The influence of the French psychoanalyst Jacques Lacan has extended into nearly every field of the humanities and social sciences—from literature and film studies to anthropology and social work. yet Lacan's major text, Ecrits, continues to perplex and even baffle its readers. In Reading Lacan, Jane Gallop offers a novel approach to Lacan's work based on his own theories of language.


Reviews

"Operating like characters in a narrative, Gallop's shifting reading strategies invigorate critical discourse by creating a theatre of interpretation.

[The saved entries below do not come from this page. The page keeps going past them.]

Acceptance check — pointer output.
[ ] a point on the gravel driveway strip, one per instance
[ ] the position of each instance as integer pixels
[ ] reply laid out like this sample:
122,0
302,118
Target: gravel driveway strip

Reading Lacan accentuates the desire to interrogate the voices in any reading, and Gallop's stream of dialogue . . . provides a textual opportunity to discourse on Lacanian theory. . . . Rejecting the traditional endings of novels, the limited options of marriage and death, Gallop's account moves toward the plural possibilities of a feminist reading practice. . . . Gallop's navigation of 'doing reading' is a theatrical event essential for anyone invested in the process of reading as meaning-construction, but especially for feminist theorists seeking alternative structures to chart the experience of knowledge."—Susan David Bernstein, Women's Review of Books

About the Author

Jane Gallop is Distinguished Professor of English and Comparative Literature at the University of Wisconsin–Milwaukee. She is the author of Intersections: A Reading of Sade with Bataille, Blanchot, and Klossowski; Thinking Through the Body; Around 1981; Pedagogy: The Question of Impersonation; Feminist Accused of Sexual Harassment; Anecdotal Theory; Living with His Camera; and The Daughter's Seduction: Feminism and Psychoanalysis (the latter also from Cornell).